I was struck by the display of community. Both mothers and fathers arrived first thing in the morning, and were served breakfast before beginning to work. Just like during harvesting when the women brought their own baskets for collecting corn, this time the men brought their own coa, a tool for digging. It was clear that this was a task that they had all done countless times; at Casa Hogar, in their own homes and the homes of their families and neighbors. The boys from Casa Hogar and their fathers formed a line and worked their way down the field and back up. The women drew water from the natural spring wells on the property and watered the individual seeds. It was a little comical to see the variety of carrying utensils, 5 gallon paint buckets, pitchers, buckets of all sizes, and cream containers. I listened to the women and girls slip effortlessly between Spanish and Mixteco and was reminded again, that this process of planting and harvesting is old, and these people have been planting corn for a very long time.
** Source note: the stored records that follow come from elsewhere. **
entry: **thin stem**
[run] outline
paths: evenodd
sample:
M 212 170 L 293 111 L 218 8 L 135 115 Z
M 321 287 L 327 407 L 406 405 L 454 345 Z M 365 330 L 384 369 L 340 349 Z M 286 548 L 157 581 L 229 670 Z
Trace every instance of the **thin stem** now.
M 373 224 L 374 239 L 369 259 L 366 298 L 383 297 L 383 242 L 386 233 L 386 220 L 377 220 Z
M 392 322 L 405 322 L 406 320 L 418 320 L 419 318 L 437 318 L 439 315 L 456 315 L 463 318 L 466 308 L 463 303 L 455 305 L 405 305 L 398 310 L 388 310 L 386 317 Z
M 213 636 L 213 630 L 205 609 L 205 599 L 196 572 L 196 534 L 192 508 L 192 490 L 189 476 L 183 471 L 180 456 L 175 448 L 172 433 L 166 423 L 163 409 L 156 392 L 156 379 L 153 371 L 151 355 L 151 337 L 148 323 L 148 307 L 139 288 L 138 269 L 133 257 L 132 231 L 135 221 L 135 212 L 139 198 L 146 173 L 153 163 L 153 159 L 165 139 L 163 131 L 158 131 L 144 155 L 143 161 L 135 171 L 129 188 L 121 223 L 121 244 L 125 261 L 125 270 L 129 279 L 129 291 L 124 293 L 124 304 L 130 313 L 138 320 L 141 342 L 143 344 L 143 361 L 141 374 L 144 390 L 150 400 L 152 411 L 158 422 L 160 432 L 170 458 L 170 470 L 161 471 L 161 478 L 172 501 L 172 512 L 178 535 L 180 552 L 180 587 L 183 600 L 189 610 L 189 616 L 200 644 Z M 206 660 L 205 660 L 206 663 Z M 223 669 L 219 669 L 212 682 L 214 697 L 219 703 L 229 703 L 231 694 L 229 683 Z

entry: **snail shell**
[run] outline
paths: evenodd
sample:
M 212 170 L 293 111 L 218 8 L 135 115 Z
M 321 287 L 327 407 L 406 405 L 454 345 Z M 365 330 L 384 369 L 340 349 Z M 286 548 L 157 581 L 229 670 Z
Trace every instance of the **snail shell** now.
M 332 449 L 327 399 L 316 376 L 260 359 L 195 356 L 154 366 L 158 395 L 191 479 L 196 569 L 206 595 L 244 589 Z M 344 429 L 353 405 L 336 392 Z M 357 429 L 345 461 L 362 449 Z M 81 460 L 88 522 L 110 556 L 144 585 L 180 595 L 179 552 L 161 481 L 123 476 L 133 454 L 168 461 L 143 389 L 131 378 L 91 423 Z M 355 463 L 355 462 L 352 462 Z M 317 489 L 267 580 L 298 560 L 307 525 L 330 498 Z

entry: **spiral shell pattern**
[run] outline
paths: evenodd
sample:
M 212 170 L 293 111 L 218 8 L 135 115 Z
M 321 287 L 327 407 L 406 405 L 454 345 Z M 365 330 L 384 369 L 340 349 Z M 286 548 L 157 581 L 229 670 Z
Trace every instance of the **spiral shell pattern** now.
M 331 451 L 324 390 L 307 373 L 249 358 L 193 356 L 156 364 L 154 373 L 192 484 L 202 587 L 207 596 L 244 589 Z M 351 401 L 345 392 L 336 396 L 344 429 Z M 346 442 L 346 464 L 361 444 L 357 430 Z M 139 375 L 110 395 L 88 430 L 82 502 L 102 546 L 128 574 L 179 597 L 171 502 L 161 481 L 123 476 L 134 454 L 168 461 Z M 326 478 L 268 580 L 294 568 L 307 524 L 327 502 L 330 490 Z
As nice as all that sounds, it is definitely hard work. There’s not much shade in a corn field and the sun is hot! Don’t be fooled by the people wearing sweaters, they are for protection from the sun, not warmth! The men worked hard digging the holes with one end of their coa, and using the other end to make a hole for the seeds. Although watering may not sound like hard work, those 5 gallon buckets seem to get heavier the farther you have to carry them. When I asked one of the girls if her family planted corn, the answer was the kind of yes that you only get from a teenager…. Yes, we plant corn… (and I’m tired of it). I think some of the adults were entertained by the idea of me, a gringa, being there. In the US, they don’t work like this, do they?, they asked, already knowing the answer. And then they asked if I was going to drink some pulque with them. (Pulque is an alcoholic beverage made from the magey plant) I thought it was a joke until someone handed me a glass! The day ended with a delicious chicken dinner, which tasted even better after hard work.
For me, the best part was the realization that more than just seeing this tradition, I was a part of it. Yes, I helped carry water, but not just that. These are the boys and girls that I’ve lived with and worked with for the last 6 months. Many of their parents I’d met before. I have had the privilege of being a part of their community, even if just for a short time.